La historia y los historiadores

Un discurso pronunciado por la Presidenta de la Nación hace casi un mes, ha venido a generar un acalorado debate histórico sobre las causas de la ascención del nazismo en Alemania, en el que han tomado intervención varios especialistas, todos ellos simpatizantes o militantes de la oposición política.
Fue el pasado 5 de agosto que, en ocasión de inaugurarse una planta fabril de la firma alemana Mercedes Benz en el conurbano bonaerense, la jefa del gobierno nacional citó la opinión del economista británico Maynard Keynes para aseverar que la principal causa del ascenso de Hitler al poder, no fue la inflación imperante en el país, sino las humillantes condiciones impuestas a Alemania -tras su derrota en la Primera Guerra Mundial- en el Tratado de Versailles.
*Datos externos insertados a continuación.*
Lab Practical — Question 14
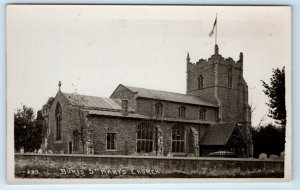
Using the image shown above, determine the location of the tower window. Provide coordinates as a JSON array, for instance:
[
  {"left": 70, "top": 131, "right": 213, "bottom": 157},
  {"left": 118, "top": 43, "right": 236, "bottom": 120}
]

Los historiadores que cuatro semanas después se han tomado el trabajo de corregirla, señalan el dato obvio de que, sea cual fuere el hecho histórico que se analice, raramente puede atribuírselo a una sola causa determinante.
No es habitual que un político en el poder provoque debates académicos con sus opiniones. Raúl Alfonsín solía quejarse de que -en su caso particular- el poder embrutecía, ya que su ejercicio le dejaba muy poco tiempo para la lectura y el estudio. La presidenta acababa de salir de un período de convalescencia por enfermedad, que acaso le haya permitido dedicarle más tiempo a los libros.
Como quiera, esta tardía reacción de los historiadores mediáticos, tiene el defecto de haberse centrado en un pequeño párrafo de un discurso que fue bastante extenso, y en cuyo desarrollo hubo muchas otras aristas para el análisis. En realidad, la mención marginal al nazismo, y a la Segunda Guerra Mundial que éste originó, fue hecha dentro de otro relato más extenso, el de la historia de la empresa automotriz cuya nueva planta se estaba inaugurando.
Tras recordar los orígenes de la firma, y su rol durante la guerra, la presidenta destacó que fue en Argentina que Mercedes Benz inauguró su primera fábrica fuera de Alemania, en 1951. Luego bromeó con la posibilidad de que la empresa fuera “peronista”, ya que el golpe de estado de 1955 intervino la fábrica y no la restituyó a sus dueños alemanes sino tres años después. Lamentablemente, el relato -bastante laudatorio- de la relación entre la automotriz alemana y nuestro país, concluyó allí, en 1958.
Si a los historiadores argentinos los desvela tanto la posibilidad de polemizar con la presidenta, bien podrían haber señalado que, al truncar de tal modo el relato histórico, se omitió señalar un episodio mucho más importante, reciente y pertinente para la sociedad argentina, cual fue el rol que le cupo a Mercedes Benz durante la última dictadura militar.
La firma ha sido señalada, en varias ocasiones -incluso ante la justicia norteamericana- como cómplice en la desaparición, en 1977, de varios de sus operarios de la planta de González Catán, incluyendo a todos los integrantes de la comisión interna gremial. Aún cuando en Alemania la investigación judicial fue archivada, continúa aquí en curso, en el Juzgado Federal 2 de San Martín, la acusación contra Mercedes Benz de complicidad con los secuestros y torturas a 17 trabajadores, 14 de los cuales continúan desaparecidos. También se la acusa por la apropiación de tres niños y la sustitución de identidad de Paula Logares, nieta recuperada por Abuelas de Plaza de Mayo.
Es de suponerse que la presidenta prefirió no enturbiar la oportunidad de un momento festivo como la inauguración de una fábrica, con estos recuerdos poco felices. Lo curioso es que los historiadores que salieron a refutarla, prefieran debatir sobre hechos ocurridos en la lejana Alemania de la década de 1920, antes que detenerse en estos asuntos tanto más cercanos en el tiempo y el espacio.